Once your business objectives are defined, the AMS team will assign a designated cloud architect and service delivery manager to deliver automated infrastructure for your domain that encapsulates resource provisioning, patch and backup compliance, monitoring and alerting, security and service integration amongst other things
The AMS service team will liase with your business and provision agreed resources that are required to deliver your business outcomes via safe, secure and highly available application infrastructure.
AWS OpsWorks
AWS OpsWorks is a configuration management service that provides managed instances of Chef and Puppet. Chef and Puppet are automation platforms that allow you to use code to automate the configurations of your servers. OpsWorks lets you use Chef and Puppet to automate how servers are configured, deployed, and managed across your Amazon EC2 instances or on-premises compute environments. OpsWorks has three offerings, AWS Opsworks for Chef Automate, AWS OpsWorks for Puppet Enterprise, and AWS OpsWorks Stacks.
AWS Organizations
AWS Organizations allows you to centrally manage and govern your environment as you grow and scale your AWS resources. Using AWS Organizations, you can programmatically create new AWS accounts and allocate resources, group accounts to organize your workflows, apply policies to accounts or groups, and simplify billing by using a single payment method for all of your accounts.

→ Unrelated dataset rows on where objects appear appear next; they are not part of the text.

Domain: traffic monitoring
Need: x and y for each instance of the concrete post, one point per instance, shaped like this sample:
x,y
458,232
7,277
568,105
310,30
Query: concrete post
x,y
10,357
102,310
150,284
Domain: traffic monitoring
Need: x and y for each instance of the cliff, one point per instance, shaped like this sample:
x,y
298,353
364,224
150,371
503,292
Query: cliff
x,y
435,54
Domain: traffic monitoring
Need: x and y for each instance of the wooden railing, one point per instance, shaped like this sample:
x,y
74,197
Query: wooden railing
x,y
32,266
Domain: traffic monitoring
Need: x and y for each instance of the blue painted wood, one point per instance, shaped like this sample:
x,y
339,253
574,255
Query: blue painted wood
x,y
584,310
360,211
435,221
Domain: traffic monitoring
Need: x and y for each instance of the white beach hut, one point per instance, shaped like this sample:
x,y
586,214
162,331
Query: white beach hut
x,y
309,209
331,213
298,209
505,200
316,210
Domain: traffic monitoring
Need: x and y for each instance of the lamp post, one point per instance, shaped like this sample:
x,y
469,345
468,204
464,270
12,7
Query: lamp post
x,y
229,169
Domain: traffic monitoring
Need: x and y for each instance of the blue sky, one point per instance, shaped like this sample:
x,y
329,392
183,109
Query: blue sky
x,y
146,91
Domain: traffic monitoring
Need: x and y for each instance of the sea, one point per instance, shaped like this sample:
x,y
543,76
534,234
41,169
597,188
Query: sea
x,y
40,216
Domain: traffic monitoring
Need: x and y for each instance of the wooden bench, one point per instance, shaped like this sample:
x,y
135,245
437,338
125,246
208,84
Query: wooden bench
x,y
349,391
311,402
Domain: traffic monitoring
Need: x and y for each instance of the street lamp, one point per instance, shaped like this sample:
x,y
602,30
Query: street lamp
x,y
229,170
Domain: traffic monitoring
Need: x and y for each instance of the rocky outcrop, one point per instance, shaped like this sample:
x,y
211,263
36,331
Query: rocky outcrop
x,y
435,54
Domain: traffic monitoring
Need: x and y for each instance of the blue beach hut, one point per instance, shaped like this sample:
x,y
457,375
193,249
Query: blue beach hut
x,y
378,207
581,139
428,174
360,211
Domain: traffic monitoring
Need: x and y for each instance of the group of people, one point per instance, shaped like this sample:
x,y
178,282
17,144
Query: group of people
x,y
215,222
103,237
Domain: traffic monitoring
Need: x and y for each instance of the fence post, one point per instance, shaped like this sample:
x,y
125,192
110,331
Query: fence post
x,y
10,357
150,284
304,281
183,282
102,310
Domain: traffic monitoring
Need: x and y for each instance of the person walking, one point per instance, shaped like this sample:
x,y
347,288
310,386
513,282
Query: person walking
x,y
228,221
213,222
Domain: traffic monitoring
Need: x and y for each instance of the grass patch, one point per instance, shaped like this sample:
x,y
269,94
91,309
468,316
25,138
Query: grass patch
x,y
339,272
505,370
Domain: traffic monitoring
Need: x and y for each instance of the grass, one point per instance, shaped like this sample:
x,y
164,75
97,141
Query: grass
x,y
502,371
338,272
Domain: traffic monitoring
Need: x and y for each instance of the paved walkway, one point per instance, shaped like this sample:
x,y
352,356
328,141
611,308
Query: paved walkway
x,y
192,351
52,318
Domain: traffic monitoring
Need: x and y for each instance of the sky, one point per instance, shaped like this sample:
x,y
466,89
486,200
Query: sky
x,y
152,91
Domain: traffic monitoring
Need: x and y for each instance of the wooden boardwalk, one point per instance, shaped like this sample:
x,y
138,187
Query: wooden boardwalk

AWS Organizations is integrated with other AWS services so you can define central configurations, security mechanisms, audit requirements, and resource sharing across accounts in your organization.
AWS Personal Health Dashboard
Personal Health Dashboard gives you a personalized view of the status of the AWS services that power your applications, enabling you to quickly see when AWS is experiencing issues that may impact you.
AWS Service Catalog
AWS Service Catalog allows you to create and manage catalogs of IT services that are approved for use on AWS. It enables IT administrators to organise, govern and distribute application stacks within an organisation. These IT services can include everything from virtual machine images, servers, software, and databases to complete multi-tier application architectures. AWS Service Catalog allows you to centrally manage deployed IT services and your applications, resources, and metadata.
AWS Systems Manager
AWS Systems Manager helps you view operational data for groups of AWS resources, so you can quickly identify any issues that might impact applications that use those resources. You can group your resources by applications, application layers, specific environments, or anything else you choose.
With Systems Manager, you can group resources, like Amazon EC2 instances, Amazon EKS clusters, Amazon S3 buckets, or Amazon RDS instances, by application, view operational data for monitoring and troubleshooting, implement pre-approved change work flows, and audit operational changes for your groups of resources.
AWS Trusted Advisor
AWS Trusted Advisor is a web-based tool provided by Amazon that gives you real time guidance to help you provision your AWS resources following AWS best practices. Trusted Advisor checks help you to optimize your AWS infrastructure, improve security and infrastructure performance, reduce your overall costs, and monitor service limits.
Whether establishing new workloads, developing applications, or as part of ongoing improvement, you can take advantage of the recommendations provided by Trusted Advisor on a regular basis to help keep your solutions and infrastructure provisioned optimally.